Scintigrafia miocardio con indicatori di lesione

Si tratta di un’indagine scintigrafica che fa uso di appositi “radiofarmaci”, cioè di sostanze che si concentrano in quelle aree del miocardio (il tessuto cardiaco) andate incontro a necrosi, come per un infarto. Le stesse sostanze  non si accumulano nel miocardio sano in modo significativo, permettendo così di distinguere le aree necrotiche da quelle sane.

I radiofarmaci, iniettati per via endovenosa, sono il 99mTc-pirofosfato e il 111In-anticorpi monoclonali antimiosina. Il primo si concentra in modo aspecifico nelle aree di necrosi muscolare acuta (tra il primo e il decimo giorno di un infarto miocardico). Il secondo, come dice la sua stessa denominazione, si fissa alla miosina, una proteina enzimatica presente nelle cellule muscolari (e quindi anche nel cuore, che è un muscolo con funzione di pompa) ed essenziale per la loro contrazione. Se si applica anziché la scintigrafia planare quella tomografica (la tomoscintigrafia – SPET) viene aumentata la sensibilità e la specificità di queste indagini anche laddove l’infarto sia stato contenuto. È infatti il caso di ricordare che questa metodica si applica non per estesi infarti la cui diagnosi viene posta con il solo ECG e i dosaggi enzimatici, ma nei casi dubbi come infarti sottoendocardici, adiacenti a pregresse aree di necrosi, in presenza di blocco di branca sinistra e post- o perioperatori in pazienti cardiochirurgici.

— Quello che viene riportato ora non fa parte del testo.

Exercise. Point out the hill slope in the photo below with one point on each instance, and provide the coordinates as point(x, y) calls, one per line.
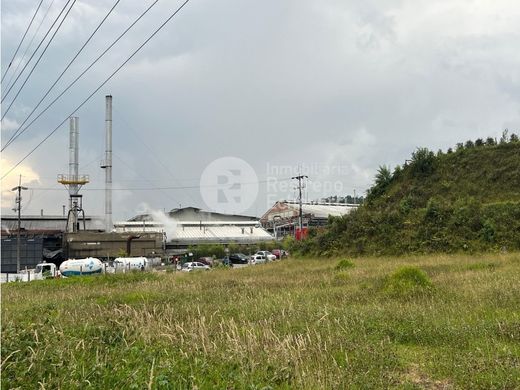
point(465, 200)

Il paziente viene fatto sdraiare su un lettino e l’apparecchiatura, una gamma camera, acquisisce le immagini. L’esame è ben tollerato e non comporta particolari effetti collaterali, salvo la possibile allergia (in caso di impiego del 111In-anticorpi monoclonali antimiosina in quanto contiene anticorpi antimurini).